EGCG may act as a chemosensitizing agent in tamoxifen-resistant breast cancer cells. - GreenMedInfo Summary
(-)-Epigallocatechin-3-gallate downregulates Pg-P and BCRP in a tamoxifen resistant MCF-7 cell line.
Mutat Res. 2002 Jun 27;518(1):71-84. PMID: 20149610
Department of Experimental Pathology, Via San Giacomo, 14, University of Bologna, 40126 Bologna, Italy.
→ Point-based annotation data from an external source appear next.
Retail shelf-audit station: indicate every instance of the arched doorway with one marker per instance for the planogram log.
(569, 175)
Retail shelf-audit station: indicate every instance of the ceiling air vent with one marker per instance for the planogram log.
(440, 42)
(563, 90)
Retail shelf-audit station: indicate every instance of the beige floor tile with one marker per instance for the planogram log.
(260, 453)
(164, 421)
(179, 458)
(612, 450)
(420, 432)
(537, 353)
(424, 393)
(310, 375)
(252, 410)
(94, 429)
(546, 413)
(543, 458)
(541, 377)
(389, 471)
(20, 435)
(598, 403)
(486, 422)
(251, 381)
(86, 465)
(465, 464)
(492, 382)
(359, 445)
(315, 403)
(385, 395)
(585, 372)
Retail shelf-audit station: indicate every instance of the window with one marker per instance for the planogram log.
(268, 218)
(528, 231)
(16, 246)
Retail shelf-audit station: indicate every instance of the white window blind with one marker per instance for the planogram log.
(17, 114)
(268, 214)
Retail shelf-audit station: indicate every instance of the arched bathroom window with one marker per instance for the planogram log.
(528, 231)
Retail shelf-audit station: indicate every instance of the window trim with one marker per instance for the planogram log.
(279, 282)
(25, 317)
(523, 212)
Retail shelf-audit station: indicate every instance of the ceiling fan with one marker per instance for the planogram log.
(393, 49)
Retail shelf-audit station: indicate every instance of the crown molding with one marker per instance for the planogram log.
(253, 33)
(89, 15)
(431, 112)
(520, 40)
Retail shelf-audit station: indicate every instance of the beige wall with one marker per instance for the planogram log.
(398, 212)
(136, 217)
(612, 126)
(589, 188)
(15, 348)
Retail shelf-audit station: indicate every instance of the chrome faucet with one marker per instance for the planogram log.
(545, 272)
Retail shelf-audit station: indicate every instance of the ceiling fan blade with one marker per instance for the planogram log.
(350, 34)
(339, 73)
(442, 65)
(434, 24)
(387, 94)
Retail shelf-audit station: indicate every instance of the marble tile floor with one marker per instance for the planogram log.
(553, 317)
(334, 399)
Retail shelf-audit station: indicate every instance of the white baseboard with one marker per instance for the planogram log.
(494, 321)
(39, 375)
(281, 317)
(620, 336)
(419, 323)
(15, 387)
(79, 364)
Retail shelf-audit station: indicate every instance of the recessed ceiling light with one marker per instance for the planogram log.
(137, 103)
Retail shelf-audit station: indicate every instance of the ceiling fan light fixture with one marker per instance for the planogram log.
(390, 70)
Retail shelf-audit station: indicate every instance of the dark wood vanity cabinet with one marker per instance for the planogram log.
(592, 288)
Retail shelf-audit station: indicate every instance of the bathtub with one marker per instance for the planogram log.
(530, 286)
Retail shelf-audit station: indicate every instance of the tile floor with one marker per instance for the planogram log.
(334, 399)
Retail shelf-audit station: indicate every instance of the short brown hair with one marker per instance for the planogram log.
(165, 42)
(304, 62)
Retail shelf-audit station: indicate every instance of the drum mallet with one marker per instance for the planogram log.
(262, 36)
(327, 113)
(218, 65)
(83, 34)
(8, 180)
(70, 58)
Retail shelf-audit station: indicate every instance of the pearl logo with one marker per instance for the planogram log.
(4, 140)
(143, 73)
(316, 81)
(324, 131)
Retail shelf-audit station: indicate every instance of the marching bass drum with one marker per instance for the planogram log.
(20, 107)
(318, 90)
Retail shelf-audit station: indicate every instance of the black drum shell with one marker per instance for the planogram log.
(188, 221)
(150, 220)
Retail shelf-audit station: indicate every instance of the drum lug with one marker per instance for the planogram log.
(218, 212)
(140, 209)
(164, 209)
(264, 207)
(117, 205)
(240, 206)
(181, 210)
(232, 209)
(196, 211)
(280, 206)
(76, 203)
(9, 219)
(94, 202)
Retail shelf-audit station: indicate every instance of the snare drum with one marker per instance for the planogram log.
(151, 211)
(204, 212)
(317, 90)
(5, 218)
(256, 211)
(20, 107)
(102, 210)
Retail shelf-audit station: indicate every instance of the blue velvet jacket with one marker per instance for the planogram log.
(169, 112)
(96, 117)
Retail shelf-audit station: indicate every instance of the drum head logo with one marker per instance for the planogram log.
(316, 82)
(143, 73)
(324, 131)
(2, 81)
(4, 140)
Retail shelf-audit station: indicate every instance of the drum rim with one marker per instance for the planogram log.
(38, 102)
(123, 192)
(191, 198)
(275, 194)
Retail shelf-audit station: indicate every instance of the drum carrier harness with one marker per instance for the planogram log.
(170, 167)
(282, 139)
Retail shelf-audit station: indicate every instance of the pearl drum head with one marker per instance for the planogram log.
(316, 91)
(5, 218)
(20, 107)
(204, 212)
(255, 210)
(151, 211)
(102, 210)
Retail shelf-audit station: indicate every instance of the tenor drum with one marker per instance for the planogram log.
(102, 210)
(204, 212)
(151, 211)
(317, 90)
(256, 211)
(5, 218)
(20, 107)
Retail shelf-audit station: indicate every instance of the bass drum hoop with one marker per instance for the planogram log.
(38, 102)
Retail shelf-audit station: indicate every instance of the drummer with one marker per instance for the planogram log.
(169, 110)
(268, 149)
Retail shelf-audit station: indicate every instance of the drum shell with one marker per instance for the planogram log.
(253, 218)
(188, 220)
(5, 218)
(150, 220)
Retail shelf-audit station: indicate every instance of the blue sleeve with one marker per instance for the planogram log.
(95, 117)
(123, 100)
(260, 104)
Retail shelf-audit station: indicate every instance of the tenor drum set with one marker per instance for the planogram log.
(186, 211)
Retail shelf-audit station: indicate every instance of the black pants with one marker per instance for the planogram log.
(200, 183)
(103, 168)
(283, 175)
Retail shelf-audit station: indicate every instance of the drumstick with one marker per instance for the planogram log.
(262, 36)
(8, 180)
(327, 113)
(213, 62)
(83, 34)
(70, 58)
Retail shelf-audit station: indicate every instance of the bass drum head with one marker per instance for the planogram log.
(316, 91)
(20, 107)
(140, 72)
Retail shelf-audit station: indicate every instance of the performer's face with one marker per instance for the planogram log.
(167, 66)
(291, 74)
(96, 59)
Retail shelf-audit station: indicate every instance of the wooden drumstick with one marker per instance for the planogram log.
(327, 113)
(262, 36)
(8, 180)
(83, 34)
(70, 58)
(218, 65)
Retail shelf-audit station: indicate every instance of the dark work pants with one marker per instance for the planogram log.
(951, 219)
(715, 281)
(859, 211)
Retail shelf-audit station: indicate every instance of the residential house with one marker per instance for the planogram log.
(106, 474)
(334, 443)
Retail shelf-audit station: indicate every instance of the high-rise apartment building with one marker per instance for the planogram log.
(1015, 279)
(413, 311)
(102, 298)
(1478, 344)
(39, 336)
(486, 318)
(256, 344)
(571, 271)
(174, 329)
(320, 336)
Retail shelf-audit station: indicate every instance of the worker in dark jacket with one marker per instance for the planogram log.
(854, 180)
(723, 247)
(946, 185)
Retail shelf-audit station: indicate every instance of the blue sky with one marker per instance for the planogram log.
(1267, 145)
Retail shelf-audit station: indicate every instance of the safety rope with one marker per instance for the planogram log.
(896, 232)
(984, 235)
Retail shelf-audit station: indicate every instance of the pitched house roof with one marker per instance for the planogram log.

We investigated the anticancer effect of EGCG treatment on a breast carcinoma cell line resistant to tamoxifen (MCF-7Tam cells). As there are no reports about the molecular mechanisms implicated in EGCG treatment of tamoxifen resistant breast carcinoma cells, we studied the effects of EGCG treatment on three plasma membrane proteins that are involved in the mechanism of drug-resistance: Multidrug Resistance Protein (MRP1), P-glycoprotein (P-gp) and Breast Cancer Resistance Protein (BCRP). EGCG treatment (10-100mug/ml for 24-72hours) caused cell growth inhibition and dose-dependent apoptosis: after 100mug/ml EGCG treatment for 24hours, Bax expression increased and Bcl2 expression decreased (p<0.05). Coherently, Annexin V-FITC apoptosis assay detected a significant increase in labelled cells (p<0.05). EGCG did not affect MRP1: in contrast, 100mug/ml EGCG administration caused P-gp decrease to 53% of control cells (p<0.001) and this effect was not due to downregulation of P-gp gene expression. EGCG induced P-gp decrease even when MG132, a strong proteasome inhibitor, was given together with EGCG to MCF-7Tam cells. EGCG treatment also inhibited BCRP activity: mRNA transcription and protein level did not change after treatment, but mitoxantrone test demonstrated a strong inhibition of BCRP activity (p<0.001). In conclusion, the present results showed that EGCG could down-regulate the activity of two molecules that play a key role in drug metabolism and transport and that are highly expressed in tamoxifen resistant breast carcinoma cells. The interaction of EGCG and drugs used in the therapy of estrogen sensitive breast carcinoma ought to be subject of studies and the potential use of EGCG in drug-resistant diseases ought to be better considered.